The GCE movement’s inclusive vision of ‘education for all’ and of an education focussed on the full development of the human personality (as expressed in human rights treaties) is also under threat. In the quest for simple goals and targets there are those who want to narrow the focus to achieving outcomes in literacy and numeracy that can be measured in standardised tests. No-one disagrees with the importance of foundational skills, but the unintended consequence of a cult of narrow assessment is to undermine other dimensions of the right to education. We need inclusive education systems that value social and emotional and non-cognitive outcomes – that treat children as active subjects in developing their own potential, not passive recipients of a banking model of education. As Brazilian educator Paulo Freire observed, education can contribute either to domestication (and replication of existing injustices) or to liberation. It is a political choice in every country and every classroom.

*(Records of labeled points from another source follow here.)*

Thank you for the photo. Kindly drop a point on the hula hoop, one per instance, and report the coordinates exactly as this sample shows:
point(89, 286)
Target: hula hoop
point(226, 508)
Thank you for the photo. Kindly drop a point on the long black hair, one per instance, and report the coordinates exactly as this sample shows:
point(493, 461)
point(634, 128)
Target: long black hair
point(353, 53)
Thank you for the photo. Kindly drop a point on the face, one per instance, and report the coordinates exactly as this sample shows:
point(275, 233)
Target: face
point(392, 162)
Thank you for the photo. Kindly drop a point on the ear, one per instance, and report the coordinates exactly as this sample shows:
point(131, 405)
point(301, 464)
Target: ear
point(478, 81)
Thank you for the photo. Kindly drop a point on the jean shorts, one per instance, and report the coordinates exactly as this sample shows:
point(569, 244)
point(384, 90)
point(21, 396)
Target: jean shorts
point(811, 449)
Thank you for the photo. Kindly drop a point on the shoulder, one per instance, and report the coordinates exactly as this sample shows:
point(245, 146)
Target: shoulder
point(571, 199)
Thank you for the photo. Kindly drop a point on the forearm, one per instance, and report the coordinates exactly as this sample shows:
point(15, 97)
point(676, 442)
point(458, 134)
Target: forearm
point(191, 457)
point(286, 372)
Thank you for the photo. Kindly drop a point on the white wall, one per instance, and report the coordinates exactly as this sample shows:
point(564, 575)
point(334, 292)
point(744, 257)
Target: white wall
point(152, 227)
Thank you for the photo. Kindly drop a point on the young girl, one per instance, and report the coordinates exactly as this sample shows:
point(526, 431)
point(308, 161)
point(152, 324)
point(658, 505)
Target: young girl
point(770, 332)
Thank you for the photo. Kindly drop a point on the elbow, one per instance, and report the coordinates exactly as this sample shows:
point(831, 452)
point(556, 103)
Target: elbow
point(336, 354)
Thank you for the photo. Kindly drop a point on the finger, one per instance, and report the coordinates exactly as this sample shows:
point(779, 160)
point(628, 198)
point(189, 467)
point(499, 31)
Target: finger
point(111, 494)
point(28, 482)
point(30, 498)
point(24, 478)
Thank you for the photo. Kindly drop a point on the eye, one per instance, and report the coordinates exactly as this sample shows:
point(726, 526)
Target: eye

Globally, GCE has played a key role in advancing the ‘aid effectiveness’ agenda in education, supporting the emergence of the Fast Track Initiative which evolved into the Global Partnership for Education (GPE). GPE This is premised on developing country governments developing credible education sector plans, in consultation with their own citizens, with donors then harmonising their efforts and pooling their funds – to avoid duplication and fragmentation. National Education Coalitions have played a key role in supporting inclusive national processes and although there is always room for improvement, elected civil society representative sit on the GPE’s global Board and committees. Sadly, this commitment to harmonisation is now under threat from a proliferation of global initiatives that could undermine the impressive work done to build GPE. We need to work together as a movement to ensure all global mechanisms are focused on strengthening public education system and do not create duplicating structures.

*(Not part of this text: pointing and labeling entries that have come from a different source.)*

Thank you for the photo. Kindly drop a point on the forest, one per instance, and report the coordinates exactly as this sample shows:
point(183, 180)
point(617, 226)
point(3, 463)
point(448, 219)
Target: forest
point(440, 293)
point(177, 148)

Despite some of these challenges, as GCE gets close to its 20th birthday there is a lot of cause for optimism. Over the years GCE has successfully shifted its focus from ‘aid’ to focus more significantly on domestic resource mobilisation which is so crucial to sustainable financing of education. GCE has taken up ActionAid’s 4S framework, looking at the SHARE of the budget for education (towards 20%), the SIZE of overall government revenues (the tax base and macro-economic policies), the SENSITIVITY of allocations (which should be driven by equity concerns) and the SCRUTINY of spending in practice (to ensure funds arrive in the most disadvantaged schools). GCE’s practical toolkit ‘Financing Matters’ articulates this in more detail and has helped to build capacity across the movement to deal in depth with issues that at one point would have been considered far too complex.  Similar practical resources on education planning (Planning Matters) and on privatisation of education Public Good Over Private Profit Toolkit show that the movement is continuing to build capacity on the most sensitive issues.

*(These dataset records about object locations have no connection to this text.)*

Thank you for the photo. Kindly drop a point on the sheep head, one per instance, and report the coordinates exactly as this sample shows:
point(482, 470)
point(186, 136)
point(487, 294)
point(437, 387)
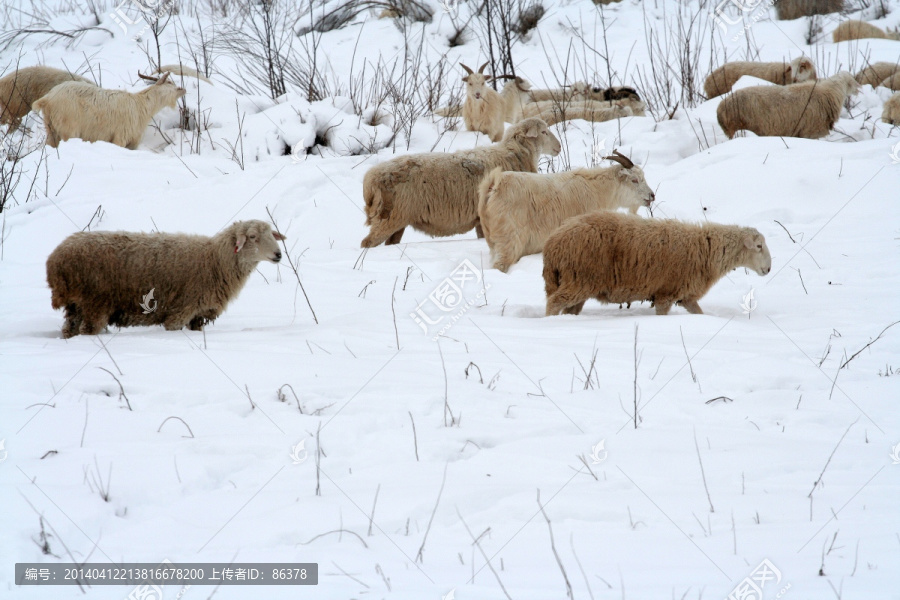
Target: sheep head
point(754, 252)
point(254, 241)
point(476, 83)
point(801, 70)
point(535, 131)
point(633, 188)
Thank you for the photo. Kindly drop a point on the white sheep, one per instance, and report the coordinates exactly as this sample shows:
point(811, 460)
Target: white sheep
point(484, 109)
point(437, 192)
point(81, 110)
point(22, 87)
point(123, 279)
point(622, 258)
point(807, 110)
point(723, 79)
point(519, 211)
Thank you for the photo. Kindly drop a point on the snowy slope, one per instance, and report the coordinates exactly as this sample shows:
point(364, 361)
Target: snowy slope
point(686, 504)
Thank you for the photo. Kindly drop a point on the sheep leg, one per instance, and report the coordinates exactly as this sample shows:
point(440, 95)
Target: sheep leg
point(381, 231)
point(395, 237)
point(561, 301)
point(692, 307)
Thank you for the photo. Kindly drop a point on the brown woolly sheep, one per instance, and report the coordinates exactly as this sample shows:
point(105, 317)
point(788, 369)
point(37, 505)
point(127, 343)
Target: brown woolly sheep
point(891, 112)
point(807, 110)
point(118, 278)
point(621, 258)
point(857, 30)
point(81, 110)
point(555, 112)
point(181, 70)
point(875, 73)
point(788, 10)
point(519, 211)
point(437, 192)
point(484, 109)
point(892, 82)
point(722, 79)
point(21, 88)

To remain relevant GCE will need to continue to evolve. It will need to continue to expand as a movement reaching out more actively to youth and student movements, deepening the partnership with teachers’ unions, strengthening links with human rights activists, connecting with wider anti-privatisation campaigns, working to develop more resources on gender equitable and inclusive education and extending its concerns beyond basic education to confront the challenges of further and higher education. There are policy motions being discussed in Nepal that will contribute to this continuing evolution. But GCE also needs to make connections beyond the education movement, building common platforms with activists working on other public services (whether health, water, transport, agriculture, early child care, even police and the judiciary). There are common issues confronted by all public services and we will need to work together across sectors, finding common cause for example in the case for tax justice and macro-economic reforms that will benefit the public sector as a whole. Today GCE is emerging from its teenage years with a very sound education behind it and with every sign that it will continue to grow into a formidable adult movement.